Además de un juicio penal sobre unas conductas determinadas, será un autorretrato: de qué manera este país resuelve el problema de un secesionismo político militante, aunque no militar ni terrorista
Hace ya casi un año y medio presenciamos la puesta en escena de un proceso político diseñado desde las instituciones de la Generalitat de Cataluña explícitamente dirigido a declarar la independencia de una república al margen y con infracción del marco constitucional y estatutario vigente. Se aprobó una ley de desconexión por una mayoría parlamentaria que no alcanzaba la suficiente para una modificación del Estatut según las previsiones del mismo y que apenas representaba a la mitad del electorado catalán; y se aprobó también una ley de convocatoria de un referéndum de independencia y la previsión de que en caso de que el «sí» obtuviera más votos que el «no», ello comportaría la declaración de independencia, que se llevaría a cabo como ejecución de un mandato del pueblo catalán. Las leyes y el decreto de convocatoria del referéndum fueron recurridas al Tribunal Constitucional, y las autoridades estatales optaron por prohibir la celebración misma del referéndum, lo que sin embargo no consiguieron en una jornada de desobediencia masiva que incluyó una movilización ciudadana espectacular no sólo para emitir el voto, sino también para proteger los colegios electorales de la acción de la policía tendente a requisar urnas y papeletas.

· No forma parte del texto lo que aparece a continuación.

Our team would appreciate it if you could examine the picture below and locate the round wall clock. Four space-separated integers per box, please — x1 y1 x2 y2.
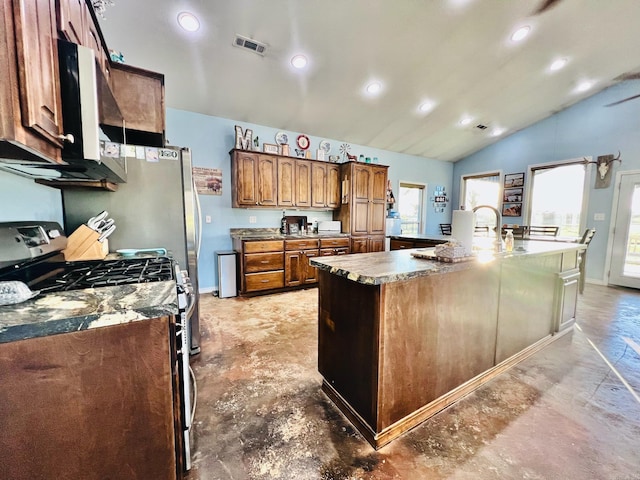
298 134 311 150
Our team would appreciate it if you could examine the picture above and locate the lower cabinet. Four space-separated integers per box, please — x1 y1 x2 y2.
555 268 580 332
351 235 384 253
0 317 182 480
233 237 350 295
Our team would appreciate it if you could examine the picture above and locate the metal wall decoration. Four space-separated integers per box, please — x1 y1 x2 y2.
191 167 222 195
236 125 253 150
582 152 622 188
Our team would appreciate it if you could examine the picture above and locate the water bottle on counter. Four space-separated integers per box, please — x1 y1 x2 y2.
504 228 513 252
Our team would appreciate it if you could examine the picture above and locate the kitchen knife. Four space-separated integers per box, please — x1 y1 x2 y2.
98 225 116 242
87 210 109 231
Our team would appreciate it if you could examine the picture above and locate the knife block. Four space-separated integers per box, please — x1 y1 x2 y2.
62 225 109 262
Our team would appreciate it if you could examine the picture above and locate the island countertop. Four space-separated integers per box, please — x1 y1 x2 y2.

Aquello recibió una inmediata respuesta política de Estado: la aplicación del artículo 155 de la Constitución. A partir del día 12 de febrero asistiremos a otra puesta en escena no menos trascendental: la respuesta judicial. Un proceso al procés, en el que se ha decidir si algunos de sus protagonistas, casi todos ellos parlamentarios electos, representantes de una mitad de la sociedad catalana, son condenados o no a condenas elevadas de prisión, como autores de un delito de rebelión o de sedición.

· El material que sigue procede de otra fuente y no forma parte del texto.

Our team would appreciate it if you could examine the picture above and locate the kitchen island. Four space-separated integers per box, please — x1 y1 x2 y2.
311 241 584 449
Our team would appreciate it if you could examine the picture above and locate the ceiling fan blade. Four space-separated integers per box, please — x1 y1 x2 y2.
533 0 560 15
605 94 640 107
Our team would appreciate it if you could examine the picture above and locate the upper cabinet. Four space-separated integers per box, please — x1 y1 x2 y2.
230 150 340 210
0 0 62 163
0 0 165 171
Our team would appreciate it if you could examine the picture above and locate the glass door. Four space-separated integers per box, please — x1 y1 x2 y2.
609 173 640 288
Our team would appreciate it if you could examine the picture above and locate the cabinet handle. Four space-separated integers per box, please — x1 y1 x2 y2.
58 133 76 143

Es probable que dentro de algunos años asistamos a otro proceso judicial en el que el Estado no esté en la acusación, sino en la posición de demandado, ante el Tribunal Europeo de Derechos Humanos. La perspectiva será inversa: la cuestión, entonces, no será si los acusados transgredieron límites infranqueables hasta constituir delitos, sino si el Estado, al defender la unidad territorial y el orden constitucional, transgredió los límites de la represión penal hasta el punto de vulnerar los derechos humanos de los políticos acusados.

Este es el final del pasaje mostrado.